Enquanto isso, resolvi mandar, ao grupo, os seguintes
trechos de um artigo do Tomzé com a melhor definição de direita e esquerda que li ou ouvi, recentemente:
“Em Irará aprendia-se também a tabuada. A tabuada era mais
misteriosa do que aqueles navios que não tínhamos onde atracar, mais enigmática
do que os infiéis que precisávamos expulsar. Era uma experiência dolorida. Oito
vezes sete, 56. Eu me perguntava: "Quem pode, de sã consciência, provar
que oito vezes sete é 56?" Oito vezes cinco, 40, oito vezes seis, 48. Um
dia, me perguntei, com medo da resposta, quanto era dez vezes dez. Dizia para
mim mesmo: "Ai, minha Nossa Senhora, aí vai ser um inferno completo".
Quando a professora respondeu "cem", tive um grande prazer.

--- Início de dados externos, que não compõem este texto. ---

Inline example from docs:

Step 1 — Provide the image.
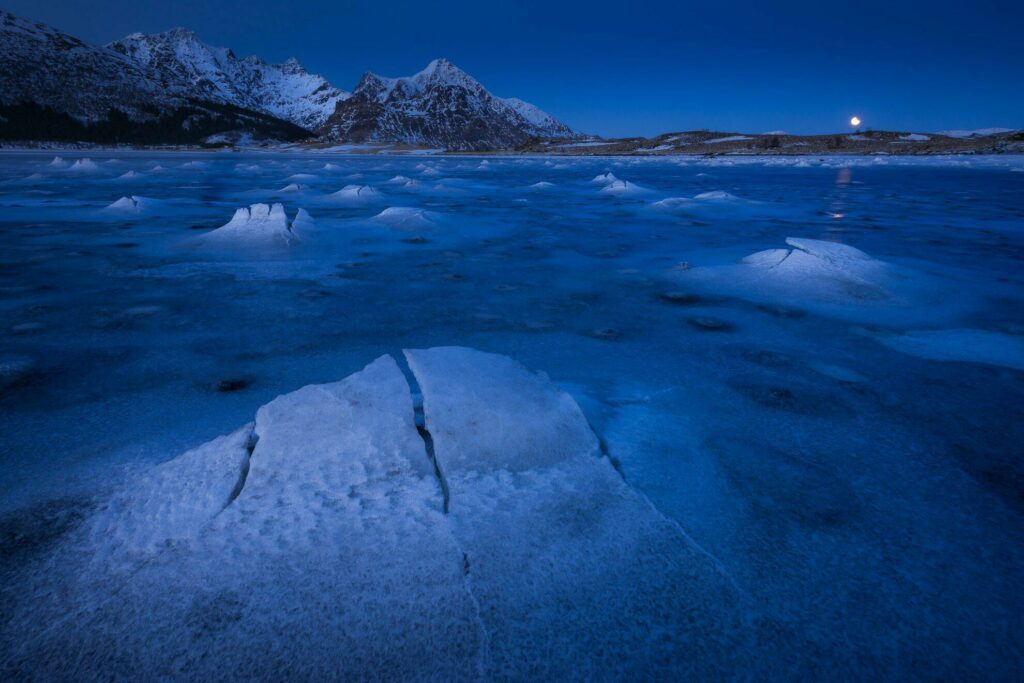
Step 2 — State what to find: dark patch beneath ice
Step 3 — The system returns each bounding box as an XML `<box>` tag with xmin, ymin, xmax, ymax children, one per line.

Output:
<box><xmin>0</xmin><ymin>498</ymin><xmax>93</xmax><ymax>569</ymax></box>
<box><xmin>708</xmin><ymin>437</ymin><xmax>860</xmax><ymax>529</ymax></box>
<box><xmin>729</xmin><ymin>382</ymin><xmax>850</xmax><ymax>416</ymax></box>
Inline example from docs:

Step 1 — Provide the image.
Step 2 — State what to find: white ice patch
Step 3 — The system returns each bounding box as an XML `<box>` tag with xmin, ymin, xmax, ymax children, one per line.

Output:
<box><xmin>877</xmin><ymin>329</ymin><xmax>1024</xmax><ymax>370</ymax></box>
<box><xmin>103</xmin><ymin>195</ymin><xmax>160</xmax><ymax>213</ymax></box>
<box><xmin>68</xmin><ymin>158</ymin><xmax>99</xmax><ymax>173</ymax></box>
<box><xmin>601</xmin><ymin>179</ymin><xmax>651</xmax><ymax>197</ymax></box>
<box><xmin>89</xmin><ymin>424</ymin><xmax>253</xmax><ymax>559</ymax></box>
<box><xmin>327</xmin><ymin>185</ymin><xmax>383</xmax><ymax>206</ymax></box>
<box><xmin>406</xmin><ymin>347</ymin><xmax>743</xmax><ymax>680</ymax></box>
<box><xmin>200</xmin><ymin>204</ymin><xmax>309</xmax><ymax>247</ymax></box>
<box><xmin>370</xmin><ymin>207</ymin><xmax>438</xmax><ymax>230</ymax></box>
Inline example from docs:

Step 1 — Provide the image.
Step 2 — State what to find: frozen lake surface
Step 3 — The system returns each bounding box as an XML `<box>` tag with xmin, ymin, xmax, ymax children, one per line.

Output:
<box><xmin>0</xmin><ymin>152</ymin><xmax>1024</xmax><ymax>680</ymax></box>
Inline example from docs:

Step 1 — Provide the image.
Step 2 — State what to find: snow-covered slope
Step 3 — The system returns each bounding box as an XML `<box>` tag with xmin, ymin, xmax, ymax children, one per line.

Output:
<box><xmin>108</xmin><ymin>28</ymin><xmax>348</xmax><ymax>129</ymax></box>
<box><xmin>321</xmin><ymin>59</ymin><xmax>573</xmax><ymax>150</ymax></box>
<box><xmin>0</xmin><ymin>11</ymin><xmax>183</xmax><ymax>121</ymax></box>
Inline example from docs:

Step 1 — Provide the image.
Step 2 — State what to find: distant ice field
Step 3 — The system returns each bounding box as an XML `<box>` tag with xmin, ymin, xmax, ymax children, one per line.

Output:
<box><xmin>6</xmin><ymin>151</ymin><xmax>1024</xmax><ymax>680</ymax></box>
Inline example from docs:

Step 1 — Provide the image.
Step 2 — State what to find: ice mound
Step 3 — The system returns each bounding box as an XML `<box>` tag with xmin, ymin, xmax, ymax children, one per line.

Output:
<box><xmin>650</xmin><ymin>189</ymin><xmax>758</xmax><ymax>213</ymax></box>
<box><xmin>103</xmin><ymin>195</ymin><xmax>158</xmax><ymax>213</ymax></box>
<box><xmin>327</xmin><ymin>185</ymin><xmax>382</xmax><ymax>206</ymax></box>
<box><xmin>6</xmin><ymin>347</ymin><xmax>757</xmax><ymax>680</ymax></box>
<box><xmin>68</xmin><ymin>158</ymin><xmax>99</xmax><ymax>173</ymax></box>
<box><xmin>370</xmin><ymin>206</ymin><xmax>438</xmax><ymax>230</ymax></box>
<box><xmin>200</xmin><ymin>204</ymin><xmax>309</xmax><ymax>247</ymax></box>
<box><xmin>671</xmin><ymin>238</ymin><xmax>905</xmax><ymax>318</ymax></box>
<box><xmin>601</xmin><ymin>179</ymin><xmax>651</xmax><ymax>197</ymax></box>
<box><xmin>878</xmin><ymin>329</ymin><xmax>1024</xmax><ymax>370</ymax></box>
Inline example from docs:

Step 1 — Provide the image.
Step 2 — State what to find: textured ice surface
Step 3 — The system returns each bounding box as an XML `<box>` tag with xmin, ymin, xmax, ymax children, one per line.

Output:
<box><xmin>201</xmin><ymin>204</ymin><xmax>308</xmax><ymax>247</ymax></box>
<box><xmin>879</xmin><ymin>330</ymin><xmax>1024</xmax><ymax>370</ymax></box>
<box><xmin>0</xmin><ymin>152</ymin><xmax>1024</xmax><ymax>680</ymax></box>
<box><xmin>407</xmin><ymin>347</ymin><xmax>755</xmax><ymax>679</ymax></box>
<box><xmin>328</xmin><ymin>185</ymin><xmax>383</xmax><ymax>206</ymax></box>
<box><xmin>106</xmin><ymin>195</ymin><xmax>159</xmax><ymax>214</ymax></box>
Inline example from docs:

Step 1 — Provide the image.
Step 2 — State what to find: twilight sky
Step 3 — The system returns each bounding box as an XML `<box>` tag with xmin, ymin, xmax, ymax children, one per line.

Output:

Pensei:
Deus está bem intencionado com a humanidade, Deus está olhando pelos seus
filhos, pelas suas criaturas.Para mim, a grande criatura era o alfabeto. A mãe até ensinava, desavisada, antes que entrássemos na escola, que "b" e "a" davam "ba", "b" e "e", "bé", "b" e "i", "bi". Mas, e para entender o que era isso? Quando janeiro chegou, e comecei na escola, com meus oito anos recentes, a professora mandou ler em silêncio, e eu nunca pensei que aqueles sinais podiam transmitir coisas tão exatas como aquele texto. O texto dizia que um aluno, colega nosso, tava com um problema em casa, e então pedia licença à professora para ir para casa. Nossa Senhora, era um verdadeiro assombro! Olhei para o lado, sem acreditar que todo mundo estava vendo o aluno pedir à professora para ir pra casa, se levantar, fazer esse gesto que movimenta milhões de músculos. Eu desconfiava que aquilo, aqueles sinais, não eram capazes de transmitir a todo mundo igual ao que eu estava entendendo”.